Pour satisfaire Eric (et moi aussi …) j'ai pris la position demandée,
à quatre pattes sur le lit, mes seins pendants sous moi, mes cuisses
bien ouvertes …
Mon amant tapotait mes fesses de sa verge dressée, comme pour une douce
correction et même, s'amusait à effleurer mon anus (encore vierge),
à parcourir ma raie fessière et à titiller mon bouton d'amour
… j'étais dans un état ….
Je m'agitais sous ces caresses et appelait, de mon bassin, une nouvelle pénétration.
Eric le comprit et, avec une extrême lenteur, il s'introduisit dans mon
sexe brûlant et commença un mouvement de va et vient doux, calme,
comme serein… et comme devant durer longtemps, longtemps …
Déjà un peu rassasiée d'amour je ne pouvais être
qu'heureuse de cette attitude réfléchie, axée sur la recherche
d'un plaisir commun qui devait être longuement partagé… nous
avions toute la nuit pour nous aimer !
Eric, me caressait les seins tandis que son autre main était agrippée
à ma hanche et me faisait rythmer ses mouvements en moi… il rentrait
et sortait presque de moi avec une science infinie de la jouissance, ralentissant
son mouvement, l'accélérant, le ralentissant encore pour me procurer
et se procurer vraiment toute la quintessence du plaisir… quel amant ai-je
trouvé là ! Même dans mes rêves érotiques les
plus fous, mon imagination n'allait pas jusque là !!

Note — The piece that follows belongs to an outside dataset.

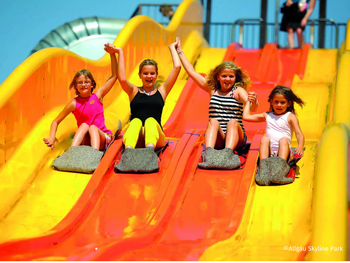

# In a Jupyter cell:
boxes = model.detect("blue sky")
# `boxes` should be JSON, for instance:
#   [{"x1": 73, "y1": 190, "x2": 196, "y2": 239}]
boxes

Nous avons continué ainsi, l'un bien blotti dans l'autre, doucement,
comme une longue mélodie sensuelle…. Lorsque le mouvement s'accéléra,
j'ai compris qu'Eric était proche de la jouissance et, moi-même
j'avais besoin d'encore une fois jouir, jouir, jouir …avec lui.
Je ne comptais plus mes orgasmes..
Eric, tout en continuant à me caresser subtilement la poitrine, se retira
de moi et j'ai alors senti qu'il se déchargeait dans ma raie fessière
et sur mes fesses… explosion !
Nous nous sommes retrouvés pantelants sur le lit, nos bouches, nos cuisses,
nos bras emmêlés formant un seul corps… je ronronnais comme
une chatte comblée (ce que j'étais !!)
Eric me glissa à l'oreille un délicieux : Je t'adore …
Nous sommes restés ainsi enlacés jusqu'au petit matin.